= Virginia Festival of the Book =

Annual literary festival in Virginia

The Virginia Festival of the Book is an annual literary festival held in March in Charlottesville, Virginia. Virginia Humanities is the organizer.

==History==
The festival was established by Cal Otto, Paul Collinge, and Tom Dowd. Cal Otto was the founder of the American Ephemeral Society and active in the American Antiquarian Society. Paul Collinge established Heartwood Books in The Corner in 1975. Tom Dowd, a University of Virginia professor, brought Cal Otto to meet with Paul Collinge at his bookstore, and together, they started the festival.

===1995===
In 1994, an article in U.S. News & World Report ranked Charlottesville as third highest in the United States for books read per person. In that context, the organized set the theme for the first festival as, "Charlottesville: a place for books".

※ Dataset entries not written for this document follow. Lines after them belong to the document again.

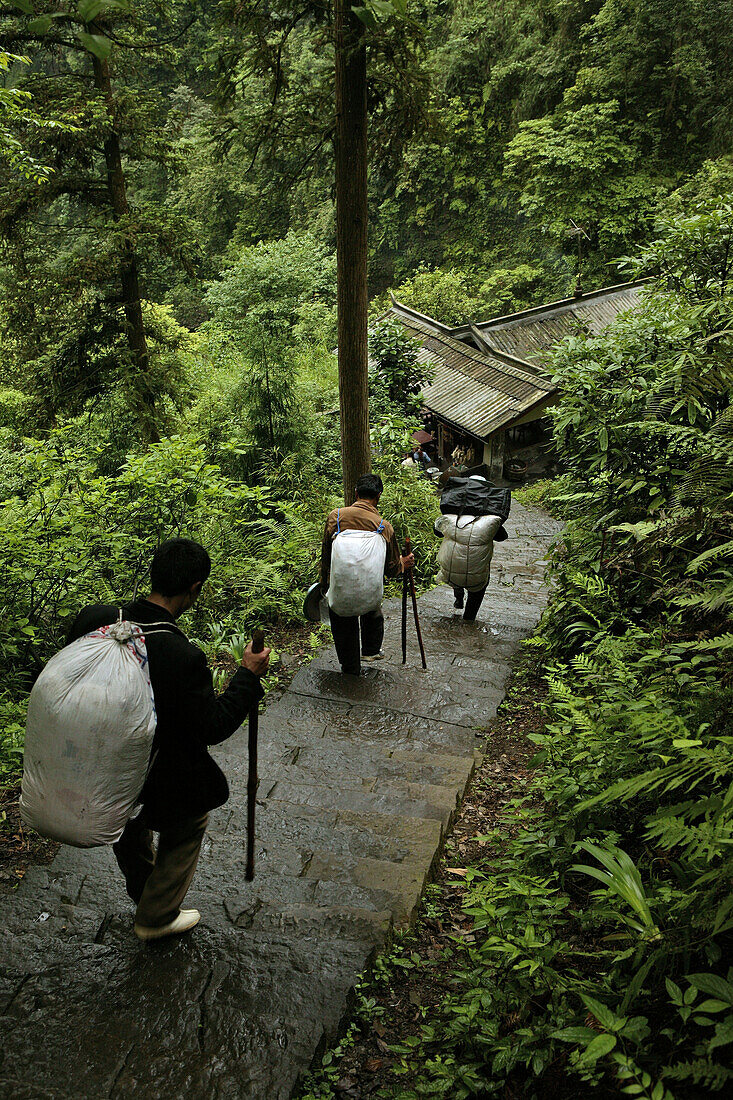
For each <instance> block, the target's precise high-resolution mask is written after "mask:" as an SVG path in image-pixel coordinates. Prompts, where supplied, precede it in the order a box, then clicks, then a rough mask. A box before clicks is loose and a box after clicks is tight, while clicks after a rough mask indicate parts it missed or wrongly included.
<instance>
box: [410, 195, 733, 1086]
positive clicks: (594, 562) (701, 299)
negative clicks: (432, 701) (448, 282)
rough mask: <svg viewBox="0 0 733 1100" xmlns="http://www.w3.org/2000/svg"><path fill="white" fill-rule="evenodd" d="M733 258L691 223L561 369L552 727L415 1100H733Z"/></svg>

The first festival was on March 30, 1995. Speakers at that first festival included Rita Mae Brown, George Garrett, Rita Dove, John Casey, Jonathan Coleman, Joyce Carol Oates, Gregory Orr, and Charles Wright.

It was described to be successful, with attendance exceeding organizers' expectations, leading to plans for future expansion.

===2024===
The 30th annual Festival featured 80 events and 120 authors over 4 days. Presenters included Roxane Gay, Jeannette Walls, Adriana Trigiani, and Ada Limón.